— С ней всë в порядке, — ответила рабыня. — Тревожится за вас.
— Напрасно. Я полон сил, идей и планов.
— Ваши ночные отлучки…
— Тс-с-с! — Мэйо поцеловал её, вынуждая смолкнуть. — Поведай лучше, ты обучила премудростям любви нашего скромника?
— Геллийский вепрь! — с придыханием ответила Йина. — В нём столько нерастраченного чувства!
— А как этот паршивец краснеет! — расхохотался нобиль. — Его застенчивость приводит меня в восторг!
Услышав слова хозяина, Нереус против воли зарделся до кончиков ушей.
— Вот! Погляди сама! — Мэйо указал на лицо невольника. — Горит огнём стыда!
Проглотив финик, поморец обратился к рабу:
— Послушай, Нереус. В любви нет ничего плохого. Она даёт нам силы жить. Так пишут мудрецы. Теперь ступай к себе. Помойся, смени одежду и жди сигнала.
Мэйо устало откинулся на подлокотник:
— И ты иди, Йина. Хочу побыть один. Час-два передохнуть перед грозой.
Геллиец быстро глянул в окно: там голубело небо, ясное, без единого облачка.
Сидеть без дела было сущим мучением. Нереус изводил себя худыми мыслями. В итоге раб принял решение проследить за хозяином и выяснить о какой грозе шла речь.
Бродя по дому, геллиец случайно обнаружил рыдающую Йину.
Она забилась в закуток под лестницей, вытирая слезы подолом платья.
— Кто тебя обидел? — Нереус тронул девушку за плечо.
— Молодой хозяин… — всхлипнула Йина.
— Мой хозяин?!
— Молодой хозяин что-то натворил… Его отец в жутком гневе. Призвал… к себе для объяснений… Мне страшно за Мэйо!
Нереус побежал по ступеням наверх, запрыгнул на декоративную панель и ползком пробрался в нишу, через которую в покои главы семейства по праздникам сыпали благоухающие лепестки цветов.
Отсюда нельзя было что-то рассмотреть, но отчётливо слышались зычные голоса поморцев.

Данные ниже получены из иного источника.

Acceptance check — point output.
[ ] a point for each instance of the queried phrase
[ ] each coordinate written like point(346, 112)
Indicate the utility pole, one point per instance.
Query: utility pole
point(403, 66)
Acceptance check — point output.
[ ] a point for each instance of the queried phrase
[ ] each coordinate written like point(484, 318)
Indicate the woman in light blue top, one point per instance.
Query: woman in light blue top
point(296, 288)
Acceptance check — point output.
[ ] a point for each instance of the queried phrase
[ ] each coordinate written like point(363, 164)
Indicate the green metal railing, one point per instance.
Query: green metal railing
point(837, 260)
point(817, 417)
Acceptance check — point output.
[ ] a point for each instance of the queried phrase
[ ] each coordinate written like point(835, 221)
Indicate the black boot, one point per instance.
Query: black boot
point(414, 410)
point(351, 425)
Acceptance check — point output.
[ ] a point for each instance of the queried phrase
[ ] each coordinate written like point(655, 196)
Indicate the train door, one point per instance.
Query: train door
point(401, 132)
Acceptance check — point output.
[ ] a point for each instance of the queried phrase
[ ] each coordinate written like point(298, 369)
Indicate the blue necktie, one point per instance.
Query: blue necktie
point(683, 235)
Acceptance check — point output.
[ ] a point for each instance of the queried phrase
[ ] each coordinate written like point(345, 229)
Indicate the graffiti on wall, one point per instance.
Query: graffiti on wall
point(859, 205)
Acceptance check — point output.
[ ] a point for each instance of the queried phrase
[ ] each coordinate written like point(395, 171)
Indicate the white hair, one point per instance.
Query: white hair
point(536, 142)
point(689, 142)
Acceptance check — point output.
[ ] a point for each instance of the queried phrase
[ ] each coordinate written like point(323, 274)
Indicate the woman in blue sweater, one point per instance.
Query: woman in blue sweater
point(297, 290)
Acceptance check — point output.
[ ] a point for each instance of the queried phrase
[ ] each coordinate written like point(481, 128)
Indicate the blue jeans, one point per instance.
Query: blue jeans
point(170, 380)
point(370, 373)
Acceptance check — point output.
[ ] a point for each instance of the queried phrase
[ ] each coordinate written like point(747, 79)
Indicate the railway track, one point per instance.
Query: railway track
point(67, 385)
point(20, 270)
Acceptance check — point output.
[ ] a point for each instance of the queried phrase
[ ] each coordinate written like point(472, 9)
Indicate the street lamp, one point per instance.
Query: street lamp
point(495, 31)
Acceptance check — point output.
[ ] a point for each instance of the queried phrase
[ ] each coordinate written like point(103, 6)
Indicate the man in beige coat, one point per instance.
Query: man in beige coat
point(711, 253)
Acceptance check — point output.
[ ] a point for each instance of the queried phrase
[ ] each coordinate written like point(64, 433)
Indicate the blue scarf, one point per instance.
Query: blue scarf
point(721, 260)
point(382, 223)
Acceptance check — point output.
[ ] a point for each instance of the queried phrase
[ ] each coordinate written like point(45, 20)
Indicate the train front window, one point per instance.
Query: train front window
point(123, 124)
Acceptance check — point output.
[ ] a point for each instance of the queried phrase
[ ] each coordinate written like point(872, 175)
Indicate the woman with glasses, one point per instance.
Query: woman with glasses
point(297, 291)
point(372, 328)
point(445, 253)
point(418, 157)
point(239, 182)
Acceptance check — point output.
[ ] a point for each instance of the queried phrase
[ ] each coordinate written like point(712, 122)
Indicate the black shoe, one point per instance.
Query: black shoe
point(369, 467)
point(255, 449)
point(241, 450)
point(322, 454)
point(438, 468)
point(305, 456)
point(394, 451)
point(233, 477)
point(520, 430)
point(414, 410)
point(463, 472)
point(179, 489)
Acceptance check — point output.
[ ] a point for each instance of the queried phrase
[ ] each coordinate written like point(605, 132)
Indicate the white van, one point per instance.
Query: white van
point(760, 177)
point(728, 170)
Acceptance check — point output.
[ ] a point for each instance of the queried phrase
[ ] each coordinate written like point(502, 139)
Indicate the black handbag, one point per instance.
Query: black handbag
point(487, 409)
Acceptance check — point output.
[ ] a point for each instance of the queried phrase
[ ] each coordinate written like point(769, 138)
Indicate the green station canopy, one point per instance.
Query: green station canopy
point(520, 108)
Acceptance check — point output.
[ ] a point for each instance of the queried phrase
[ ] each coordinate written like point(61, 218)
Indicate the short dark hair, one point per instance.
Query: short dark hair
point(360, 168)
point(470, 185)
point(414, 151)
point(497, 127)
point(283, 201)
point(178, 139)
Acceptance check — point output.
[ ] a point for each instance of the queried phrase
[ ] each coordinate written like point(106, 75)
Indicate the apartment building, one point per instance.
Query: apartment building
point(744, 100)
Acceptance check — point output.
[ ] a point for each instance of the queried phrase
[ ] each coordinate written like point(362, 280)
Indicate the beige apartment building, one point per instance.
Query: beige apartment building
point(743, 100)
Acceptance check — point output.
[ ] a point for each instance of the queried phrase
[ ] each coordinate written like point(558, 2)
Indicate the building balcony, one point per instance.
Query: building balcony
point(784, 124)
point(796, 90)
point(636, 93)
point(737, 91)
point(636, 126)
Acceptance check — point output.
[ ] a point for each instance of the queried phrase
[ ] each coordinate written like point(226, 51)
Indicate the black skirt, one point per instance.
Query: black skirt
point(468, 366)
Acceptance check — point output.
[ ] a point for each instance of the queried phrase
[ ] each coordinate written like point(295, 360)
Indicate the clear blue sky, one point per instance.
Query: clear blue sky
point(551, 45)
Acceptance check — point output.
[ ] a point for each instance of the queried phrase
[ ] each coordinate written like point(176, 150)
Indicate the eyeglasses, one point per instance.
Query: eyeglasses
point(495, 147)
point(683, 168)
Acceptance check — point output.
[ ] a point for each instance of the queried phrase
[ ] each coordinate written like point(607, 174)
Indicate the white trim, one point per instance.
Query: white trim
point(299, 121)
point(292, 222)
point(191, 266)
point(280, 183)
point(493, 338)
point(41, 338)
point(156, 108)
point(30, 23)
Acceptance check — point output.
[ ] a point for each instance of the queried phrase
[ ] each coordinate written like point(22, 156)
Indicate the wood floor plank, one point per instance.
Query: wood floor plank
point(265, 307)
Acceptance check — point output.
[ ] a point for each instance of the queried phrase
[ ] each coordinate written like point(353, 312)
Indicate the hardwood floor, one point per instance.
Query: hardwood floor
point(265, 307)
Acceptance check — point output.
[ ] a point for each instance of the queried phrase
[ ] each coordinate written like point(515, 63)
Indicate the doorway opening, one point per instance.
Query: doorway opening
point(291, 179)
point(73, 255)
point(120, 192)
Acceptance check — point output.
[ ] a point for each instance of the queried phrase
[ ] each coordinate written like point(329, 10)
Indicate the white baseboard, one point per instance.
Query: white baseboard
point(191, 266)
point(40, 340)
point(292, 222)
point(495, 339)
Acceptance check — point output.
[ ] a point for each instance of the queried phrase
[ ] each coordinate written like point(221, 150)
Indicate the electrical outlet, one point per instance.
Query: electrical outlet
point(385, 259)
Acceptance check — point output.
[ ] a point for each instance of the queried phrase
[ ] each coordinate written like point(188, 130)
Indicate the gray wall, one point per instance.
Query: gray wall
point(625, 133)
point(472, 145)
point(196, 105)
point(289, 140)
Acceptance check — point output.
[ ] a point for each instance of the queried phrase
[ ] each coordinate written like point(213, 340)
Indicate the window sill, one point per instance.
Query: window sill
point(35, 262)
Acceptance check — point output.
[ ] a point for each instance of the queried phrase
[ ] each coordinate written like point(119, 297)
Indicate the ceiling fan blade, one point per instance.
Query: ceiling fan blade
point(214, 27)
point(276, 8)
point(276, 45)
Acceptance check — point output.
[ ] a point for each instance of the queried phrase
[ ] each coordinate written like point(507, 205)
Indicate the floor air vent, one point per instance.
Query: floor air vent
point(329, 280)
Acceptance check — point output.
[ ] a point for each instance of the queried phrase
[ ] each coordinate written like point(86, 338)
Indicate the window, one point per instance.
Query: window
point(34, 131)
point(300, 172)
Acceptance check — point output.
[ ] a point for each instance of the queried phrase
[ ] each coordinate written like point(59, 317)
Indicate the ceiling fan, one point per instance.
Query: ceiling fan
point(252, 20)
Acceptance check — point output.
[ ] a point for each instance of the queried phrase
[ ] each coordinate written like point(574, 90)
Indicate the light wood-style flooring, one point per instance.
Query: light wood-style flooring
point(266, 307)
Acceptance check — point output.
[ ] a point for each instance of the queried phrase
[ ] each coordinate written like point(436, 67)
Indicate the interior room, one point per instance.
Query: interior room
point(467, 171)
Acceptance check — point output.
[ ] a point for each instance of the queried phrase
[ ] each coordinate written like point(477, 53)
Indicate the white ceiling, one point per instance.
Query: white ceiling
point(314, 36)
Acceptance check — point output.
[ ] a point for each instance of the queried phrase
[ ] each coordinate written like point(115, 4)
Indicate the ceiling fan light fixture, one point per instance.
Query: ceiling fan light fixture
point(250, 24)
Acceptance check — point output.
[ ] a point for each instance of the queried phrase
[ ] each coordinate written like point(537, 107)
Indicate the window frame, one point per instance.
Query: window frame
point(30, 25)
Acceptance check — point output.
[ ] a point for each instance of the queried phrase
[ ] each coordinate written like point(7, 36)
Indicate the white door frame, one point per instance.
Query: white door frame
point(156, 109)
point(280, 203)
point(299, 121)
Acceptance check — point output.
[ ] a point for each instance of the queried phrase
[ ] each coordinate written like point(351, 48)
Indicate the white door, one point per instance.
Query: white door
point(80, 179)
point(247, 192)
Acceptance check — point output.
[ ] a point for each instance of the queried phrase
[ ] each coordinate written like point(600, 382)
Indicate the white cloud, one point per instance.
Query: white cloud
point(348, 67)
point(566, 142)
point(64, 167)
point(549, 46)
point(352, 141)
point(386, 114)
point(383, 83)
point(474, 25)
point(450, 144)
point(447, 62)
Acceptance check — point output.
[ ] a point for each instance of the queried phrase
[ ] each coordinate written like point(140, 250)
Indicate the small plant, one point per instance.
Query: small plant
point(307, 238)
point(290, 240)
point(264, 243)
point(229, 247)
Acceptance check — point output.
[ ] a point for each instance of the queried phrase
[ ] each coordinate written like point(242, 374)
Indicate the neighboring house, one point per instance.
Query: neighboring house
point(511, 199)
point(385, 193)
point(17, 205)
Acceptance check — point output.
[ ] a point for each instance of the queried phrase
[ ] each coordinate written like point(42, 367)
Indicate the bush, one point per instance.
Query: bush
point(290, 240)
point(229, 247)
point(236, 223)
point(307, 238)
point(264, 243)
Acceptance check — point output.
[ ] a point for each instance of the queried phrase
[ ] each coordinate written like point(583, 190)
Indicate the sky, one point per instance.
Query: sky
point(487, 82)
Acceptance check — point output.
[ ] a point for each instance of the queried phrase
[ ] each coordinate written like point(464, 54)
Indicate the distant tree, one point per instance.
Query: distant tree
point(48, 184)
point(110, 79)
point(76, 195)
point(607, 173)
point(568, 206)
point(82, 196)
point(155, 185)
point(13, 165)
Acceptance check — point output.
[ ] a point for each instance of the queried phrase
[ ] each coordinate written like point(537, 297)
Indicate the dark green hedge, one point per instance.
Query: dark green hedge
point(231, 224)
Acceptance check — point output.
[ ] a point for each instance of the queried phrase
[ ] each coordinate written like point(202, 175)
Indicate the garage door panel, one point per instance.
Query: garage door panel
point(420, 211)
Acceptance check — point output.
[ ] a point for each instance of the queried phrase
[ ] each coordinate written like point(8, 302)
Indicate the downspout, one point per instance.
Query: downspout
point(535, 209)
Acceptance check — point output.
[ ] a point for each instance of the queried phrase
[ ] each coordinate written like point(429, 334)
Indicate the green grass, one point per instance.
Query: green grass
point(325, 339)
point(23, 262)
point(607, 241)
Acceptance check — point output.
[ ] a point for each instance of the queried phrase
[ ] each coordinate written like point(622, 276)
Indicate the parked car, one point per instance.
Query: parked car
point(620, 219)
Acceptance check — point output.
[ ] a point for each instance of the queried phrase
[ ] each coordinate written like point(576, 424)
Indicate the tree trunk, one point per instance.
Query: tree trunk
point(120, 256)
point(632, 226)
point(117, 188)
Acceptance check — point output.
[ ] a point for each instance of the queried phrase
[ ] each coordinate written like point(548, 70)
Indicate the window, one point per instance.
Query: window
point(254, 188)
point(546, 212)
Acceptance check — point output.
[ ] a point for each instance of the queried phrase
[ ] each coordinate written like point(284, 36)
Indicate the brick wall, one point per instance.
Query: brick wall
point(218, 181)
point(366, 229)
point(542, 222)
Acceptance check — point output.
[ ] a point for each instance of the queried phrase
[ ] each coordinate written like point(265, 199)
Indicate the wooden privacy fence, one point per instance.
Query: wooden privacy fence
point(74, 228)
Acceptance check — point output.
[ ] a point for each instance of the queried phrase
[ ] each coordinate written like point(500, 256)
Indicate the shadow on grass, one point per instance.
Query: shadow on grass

— Где ты был этой ночью? Отвечай! — грозно выкрикнул сар Макрин.
— Развлекался со своими рабами, — без запинки выдал Мэйо.
— Лжëшь! Наглец!
— В чём ты меня обвиняешь?
— И у тебя хватает дерзости спрашивать?! Ты избил достопочтенного Гартиса, изуродовал его лицо, негодяй!
— Он подал на меня жалобу?
— Нет, Мэйо. Он сказал людям, что не узнал нападавшего. Но жене, разумеется, открыл правду! Эта мудрая женщина написала письмо твоей матери, умоляя оградить их семью от несправедливого преследования!
— Значит, ты до сих пор читаешь её почту?
Удар кулака по столу заставил Нереуса вздрогнуть.
— Не твоё дело! — проревел сар Макрин. — Говори! Сейчас же! Зачем ты искалечил Гартиса?
— Я не помню.
— Врёшь! Смотришь мне в глаза и бесстыже врёшь.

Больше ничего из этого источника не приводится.